Take his defensive impact, for instance. Lopez’ offensive-wizardry is a given. He shoots well-above 50% from anywhere within 19 ft. of the basket, which is something no other big in the league can say. But the problem lies in their defense, where the Nets are currently allowing seven more points per 100 possessions when Lopez rests (per NBA.com Stats.) Furthermore, he remains a catalyst in the paint, allowing opponents to shoot only 40% around the rim (tops among defenders who have faced at least eight shots per game at the rim, per SportVU Player Tracking.)

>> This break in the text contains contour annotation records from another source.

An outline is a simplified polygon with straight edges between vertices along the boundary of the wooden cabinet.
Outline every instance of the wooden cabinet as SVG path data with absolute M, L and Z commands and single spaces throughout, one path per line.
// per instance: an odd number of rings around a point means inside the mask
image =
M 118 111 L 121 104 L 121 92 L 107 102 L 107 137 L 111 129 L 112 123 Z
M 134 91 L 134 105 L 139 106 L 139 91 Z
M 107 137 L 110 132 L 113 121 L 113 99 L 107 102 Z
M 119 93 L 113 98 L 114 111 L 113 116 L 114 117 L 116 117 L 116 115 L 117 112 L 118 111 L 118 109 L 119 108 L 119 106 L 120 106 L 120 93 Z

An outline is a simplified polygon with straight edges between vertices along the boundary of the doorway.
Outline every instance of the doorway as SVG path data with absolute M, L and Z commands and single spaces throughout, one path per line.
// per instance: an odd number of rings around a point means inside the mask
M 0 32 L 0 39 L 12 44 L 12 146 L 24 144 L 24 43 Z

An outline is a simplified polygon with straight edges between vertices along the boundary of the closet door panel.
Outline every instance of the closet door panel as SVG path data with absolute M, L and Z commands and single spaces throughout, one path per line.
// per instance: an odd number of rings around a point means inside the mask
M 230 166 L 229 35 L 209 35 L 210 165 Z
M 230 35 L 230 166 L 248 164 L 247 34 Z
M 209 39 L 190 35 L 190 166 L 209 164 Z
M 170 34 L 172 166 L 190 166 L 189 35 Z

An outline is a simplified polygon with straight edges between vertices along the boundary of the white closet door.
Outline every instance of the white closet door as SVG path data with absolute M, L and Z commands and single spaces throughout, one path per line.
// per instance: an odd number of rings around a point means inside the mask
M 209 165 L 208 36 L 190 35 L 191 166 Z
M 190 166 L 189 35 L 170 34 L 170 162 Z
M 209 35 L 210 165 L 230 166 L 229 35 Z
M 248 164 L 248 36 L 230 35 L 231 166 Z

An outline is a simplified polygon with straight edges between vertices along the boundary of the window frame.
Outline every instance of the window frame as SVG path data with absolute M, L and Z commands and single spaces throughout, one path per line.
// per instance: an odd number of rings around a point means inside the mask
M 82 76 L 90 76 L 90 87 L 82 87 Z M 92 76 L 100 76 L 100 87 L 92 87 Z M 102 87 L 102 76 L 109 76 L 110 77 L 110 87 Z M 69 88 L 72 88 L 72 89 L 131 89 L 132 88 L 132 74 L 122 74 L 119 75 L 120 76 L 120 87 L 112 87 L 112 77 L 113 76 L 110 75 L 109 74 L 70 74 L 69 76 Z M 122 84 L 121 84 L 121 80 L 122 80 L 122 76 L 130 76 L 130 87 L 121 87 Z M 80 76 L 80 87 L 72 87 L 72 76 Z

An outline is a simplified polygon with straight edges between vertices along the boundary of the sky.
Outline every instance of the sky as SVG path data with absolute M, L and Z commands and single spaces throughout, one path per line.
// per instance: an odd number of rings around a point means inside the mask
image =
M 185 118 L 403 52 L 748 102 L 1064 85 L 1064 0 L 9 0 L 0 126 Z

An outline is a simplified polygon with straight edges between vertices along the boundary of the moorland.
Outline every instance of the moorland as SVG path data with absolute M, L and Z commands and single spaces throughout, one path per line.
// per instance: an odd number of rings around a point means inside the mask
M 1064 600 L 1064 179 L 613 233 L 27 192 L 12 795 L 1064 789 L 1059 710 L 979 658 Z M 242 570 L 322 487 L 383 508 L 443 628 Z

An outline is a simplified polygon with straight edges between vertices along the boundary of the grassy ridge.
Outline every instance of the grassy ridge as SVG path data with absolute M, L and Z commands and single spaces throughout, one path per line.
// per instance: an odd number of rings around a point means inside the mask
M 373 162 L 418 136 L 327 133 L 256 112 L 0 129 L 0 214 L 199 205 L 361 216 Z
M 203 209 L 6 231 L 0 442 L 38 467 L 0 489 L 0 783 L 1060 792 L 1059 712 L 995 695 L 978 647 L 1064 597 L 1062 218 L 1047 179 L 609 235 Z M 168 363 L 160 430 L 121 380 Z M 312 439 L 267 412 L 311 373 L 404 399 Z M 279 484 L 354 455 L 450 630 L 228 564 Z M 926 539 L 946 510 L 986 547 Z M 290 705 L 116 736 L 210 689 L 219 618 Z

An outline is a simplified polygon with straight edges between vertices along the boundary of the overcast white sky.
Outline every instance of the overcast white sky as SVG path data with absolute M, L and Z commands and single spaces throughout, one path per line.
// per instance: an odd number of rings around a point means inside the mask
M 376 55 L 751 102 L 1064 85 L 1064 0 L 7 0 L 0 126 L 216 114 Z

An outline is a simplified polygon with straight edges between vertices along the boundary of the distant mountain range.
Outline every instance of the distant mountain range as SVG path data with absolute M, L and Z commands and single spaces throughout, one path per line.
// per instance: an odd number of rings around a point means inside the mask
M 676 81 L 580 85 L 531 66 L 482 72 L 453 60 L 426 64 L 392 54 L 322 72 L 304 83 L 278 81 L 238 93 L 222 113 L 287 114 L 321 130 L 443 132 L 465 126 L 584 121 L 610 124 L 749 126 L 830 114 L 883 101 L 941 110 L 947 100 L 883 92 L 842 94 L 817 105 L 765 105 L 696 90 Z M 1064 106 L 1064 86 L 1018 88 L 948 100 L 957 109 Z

So now, the question remains: Where does Brooklyn go from here? The answer, unfortunately, isn’t that simple. In fact, it’s perplexing.
Outside of the upcoming mix-and-match Nets fans can look forward to, what the future holds is unknown. For example, the five-man-lineup of Anderson-Blatche-Johnson-Garnett-Williams, as well as Blatche-Garnett-Johnson-Pierce-Williams, will probably be used as staples going forward. Those lineups, however, have currently logged a combined four minutes per game. Sure, Blatche has flourished in his limited time as the center in a small-ball lineup, but nothing is guaranteed in an extended role. Plus, Kirilenko will be sliding back in soon, leaving more mysteries around the defensive end of the court.
The rebounding numbers are also an issue, seeing as Lopez is clearly a standout in that category. Brooklyn’s rebounding percentage drops just over 3% when he’s not on the court, the second-largest drop-off as it pertains to their on/off rebounding numbers (Evans, obviously, is first.)
If anything, send your angst towards the would-be offense. The moment Williams returned from that nagging ankle injury, the spacing opened up, finally displaying a light at the end of the tunnel. Everything made sense. It all worked. In fact, the Nets scored nearly 20 more points per game in the six games after Williams’ return as opposed to the nine prior (which really goes without saying.)
Of course, Lopez then came down on his foot awkwardly, leaving an infinite amount of time to jigger more 2013 B.S. (Before Spacing) moments.
So, until the uninvited Asik-for-Pierce deal (which may or may not include Terry and/or Teletovic), this is the team Brooklyn is stuck with. Or, quite possibly, what you see is what you get considering Brooklyn can’t draft a player until 2019. (Read that last sentence again.)
For now, get used to it. This, after all, is your 2013-14 Nets.